Affordability improves, but confidence lags
“The monthly mortgage payment for an average-priced GTA home continued to trend lower in October, benefitting from both lower borrowing costs and lower selling prices. This means more buyers can now afford to purchase a home that meets their housing needs. Once we have more certainty on the economic front, including trade with the U.S. and China, home sales should increase,” said Jason Mercer, TRREB’s chief information officer.
Canada’s economy took a step back in August, with gross domestic product (GDP) contracting by 0.3%. That's a sharper decline than economists had anticipated.
TRREB CEO John DiMichele added, “Housing is essential economic infrastructure. As the population continues to grow, innovation and private capital are required to accelerate new construction across all housing types. Governments can help by modernizing tax rules, cutting buyer costs, and ending exclusionary zoning. Working together, we can rebuild confidence, create jobs, and deliver the homes Ontarians need. We have to act now.”
Meanwhile, Canada’s federal government unveiled a 2025 budget that marks a sharp pivot from previous years, with prime minister Mark Carney’s first fiscal plan prioritizing long-term investments over program spending, even as the deficit rises to $78.3 billion.
The government’s plan rests on $280 billion in investments over five years, with $115 billion earmarked for infrastructure, $110 billion for productivity and competitiveness, $30 billion for defense and security, and $25 billion for housing.
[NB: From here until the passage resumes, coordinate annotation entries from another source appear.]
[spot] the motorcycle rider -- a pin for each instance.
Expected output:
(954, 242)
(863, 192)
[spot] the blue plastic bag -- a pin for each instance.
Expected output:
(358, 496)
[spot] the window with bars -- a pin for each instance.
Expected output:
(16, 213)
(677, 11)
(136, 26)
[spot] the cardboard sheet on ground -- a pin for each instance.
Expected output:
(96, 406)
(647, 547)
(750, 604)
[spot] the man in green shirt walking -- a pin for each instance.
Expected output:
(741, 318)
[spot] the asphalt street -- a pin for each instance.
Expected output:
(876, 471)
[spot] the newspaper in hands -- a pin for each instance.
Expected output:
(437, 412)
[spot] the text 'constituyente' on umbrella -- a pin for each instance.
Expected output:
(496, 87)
Broader market context and outlook
The sales-to-new-listings ratio (SNLR) for October hovered around 38%, well below the 50% threshold that typically signals a balanced market, and months of inventory climbed to 4.7—both indicators of a market tilting in favour of buyers.
The Bank of Canada’s overnight rate remained at 4.7%, and inflation in Toronto was reported at 2.3% in September, both factors shaping buyer sentiment.
With more inventory and softer prices, well-qualified buyers have new opportunities, but broad market momentum will likely remain subdued until economic confidence returns.